A really cool part about going to Barranquilla for carnival was that there were virtually no westerners. While being obvious gringos carries some risk, the benefits are worth it. Parades become interactive events, much more fun as I'm not a fan of spectating. Ironically the dancers would ask to take pictures of us rather than vise versa. Instead of walking along the sidelines to get from A to B we just hopped right in the street and danced to our destination with the elaborately clad locals. At times we were even mobbed by crowds of 50 people all wanting a picture! Everyone was friendly and it was great just to go with the flow and see where we ended up.

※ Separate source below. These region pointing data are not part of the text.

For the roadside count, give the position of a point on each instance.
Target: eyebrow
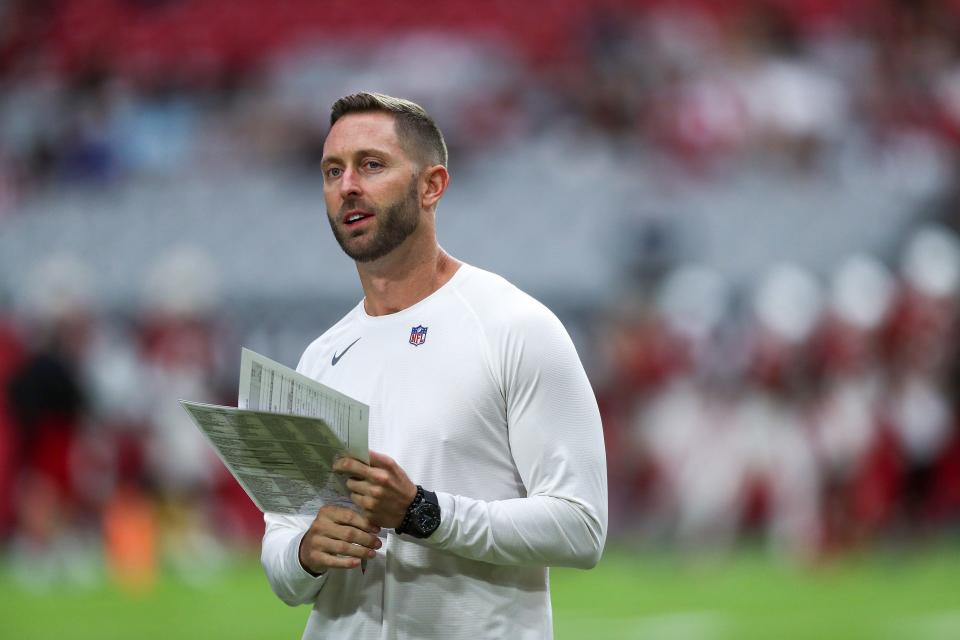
(358, 153)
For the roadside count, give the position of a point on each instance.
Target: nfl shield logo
(418, 335)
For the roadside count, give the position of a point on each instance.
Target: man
(487, 459)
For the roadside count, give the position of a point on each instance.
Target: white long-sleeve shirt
(493, 412)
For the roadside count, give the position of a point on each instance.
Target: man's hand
(382, 489)
(337, 538)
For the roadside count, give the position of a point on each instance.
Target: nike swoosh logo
(336, 358)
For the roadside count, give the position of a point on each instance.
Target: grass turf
(915, 596)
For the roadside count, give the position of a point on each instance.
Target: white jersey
(478, 393)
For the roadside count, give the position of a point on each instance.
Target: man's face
(369, 185)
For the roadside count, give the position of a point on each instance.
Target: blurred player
(475, 392)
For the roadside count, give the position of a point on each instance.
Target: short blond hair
(414, 126)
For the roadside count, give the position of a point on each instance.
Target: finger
(323, 559)
(365, 487)
(364, 502)
(345, 516)
(341, 548)
(381, 460)
(353, 536)
(351, 467)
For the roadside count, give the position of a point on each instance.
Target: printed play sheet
(281, 443)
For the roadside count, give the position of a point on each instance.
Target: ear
(435, 180)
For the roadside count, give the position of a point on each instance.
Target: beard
(395, 223)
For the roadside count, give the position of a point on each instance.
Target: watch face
(427, 518)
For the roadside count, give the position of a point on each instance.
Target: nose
(349, 184)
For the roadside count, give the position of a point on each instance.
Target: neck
(405, 277)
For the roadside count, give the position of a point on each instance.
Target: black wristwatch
(423, 515)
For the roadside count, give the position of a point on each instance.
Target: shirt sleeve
(556, 441)
(280, 556)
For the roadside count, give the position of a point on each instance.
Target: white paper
(266, 385)
(282, 441)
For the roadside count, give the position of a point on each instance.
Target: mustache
(356, 203)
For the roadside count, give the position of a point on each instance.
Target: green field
(880, 596)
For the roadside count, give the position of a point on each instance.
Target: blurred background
(745, 212)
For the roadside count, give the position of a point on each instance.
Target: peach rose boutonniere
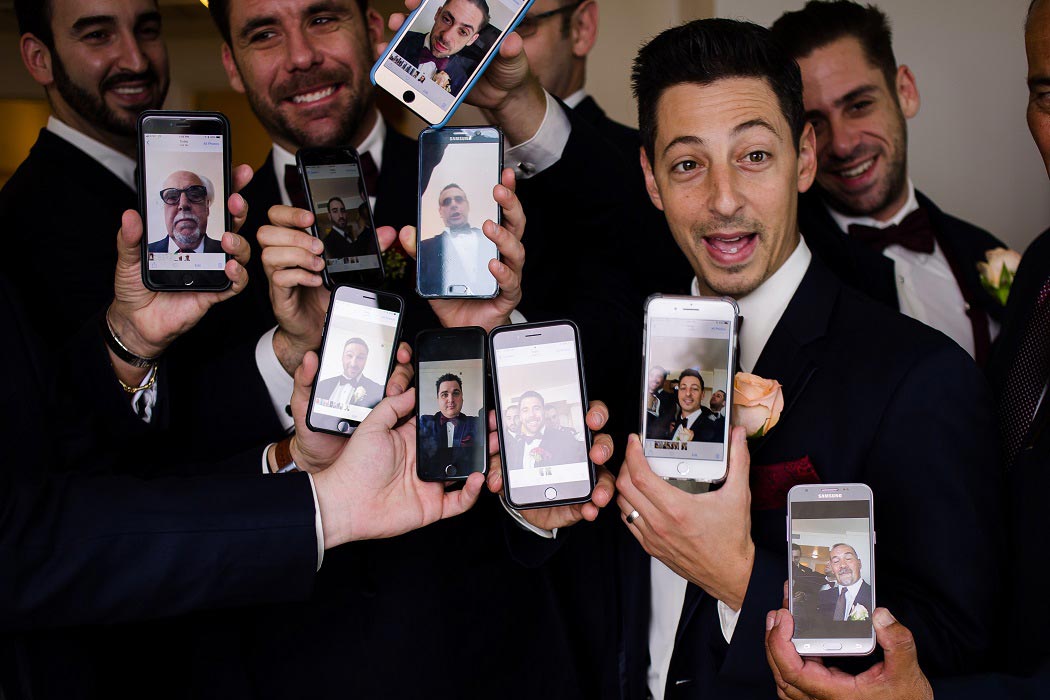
(757, 403)
(996, 272)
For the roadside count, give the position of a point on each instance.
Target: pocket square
(770, 483)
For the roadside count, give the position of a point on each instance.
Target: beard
(91, 105)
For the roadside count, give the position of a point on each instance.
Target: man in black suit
(186, 197)
(864, 218)
(352, 386)
(457, 24)
(539, 445)
(852, 593)
(727, 151)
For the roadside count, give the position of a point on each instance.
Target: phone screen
(688, 379)
(342, 217)
(453, 439)
(184, 181)
(832, 572)
(445, 45)
(538, 378)
(458, 169)
(357, 356)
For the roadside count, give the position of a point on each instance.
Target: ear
(650, 179)
(806, 157)
(907, 91)
(232, 71)
(375, 27)
(37, 59)
(584, 28)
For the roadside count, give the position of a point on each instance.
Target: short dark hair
(691, 373)
(221, 15)
(707, 50)
(448, 377)
(530, 395)
(35, 17)
(820, 23)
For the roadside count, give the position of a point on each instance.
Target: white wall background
(969, 147)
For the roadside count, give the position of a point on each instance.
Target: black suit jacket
(873, 273)
(936, 491)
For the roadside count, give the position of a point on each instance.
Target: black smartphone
(458, 168)
(539, 368)
(358, 353)
(342, 216)
(184, 183)
(453, 438)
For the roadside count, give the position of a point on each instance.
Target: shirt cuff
(278, 384)
(318, 527)
(545, 148)
(728, 618)
(525, 525)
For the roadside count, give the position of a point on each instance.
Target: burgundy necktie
(915, 232)
(294, 186)
(1027, 377)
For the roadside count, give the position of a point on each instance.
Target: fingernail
(883, 618)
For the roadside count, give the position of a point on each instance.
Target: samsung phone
(832, 571)
(442, 48)
(358, 353)
(458, 168)
(342, 217)
(452, 442)
(687, 386)
(538, 374)
(184, 184)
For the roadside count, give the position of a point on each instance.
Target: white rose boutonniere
(996, 272)
(858, 614)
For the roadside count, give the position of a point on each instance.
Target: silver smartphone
(538, 369)
(458, 168)
(832, 572)
(442, 48)
(687, 386)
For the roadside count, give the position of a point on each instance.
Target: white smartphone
(687, 386)
(441, 49)
(832, 572)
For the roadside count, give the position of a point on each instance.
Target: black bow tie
(915, 232)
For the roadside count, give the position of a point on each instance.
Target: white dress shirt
(926, 289)
(761, 311)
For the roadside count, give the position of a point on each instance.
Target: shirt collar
(108, 157)
(573, 100)
(909, 206)
(373, 145)
(761, 310)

As you can see from all the pictures, carnival is really messy... The main downside of the gringo effect is that every little kid (and many adults) we passed hit us with blasts of flour and foam. Vendors were selling it everywhere. After a few dollar beers it becomes an epic battle. Every morning I woke up looking like a ghost. That spa/shower room was a lifesaver.

Although we were in a hotel, couch surfing allowed us to instantly make a ton of friends. The group planned places to meet before the parades where everyone could get to know each other and share stories. It's a much better experience being at these events in a group. You get advice from locals, learn about the culture, and it also gives Greg and I a break from overexposure.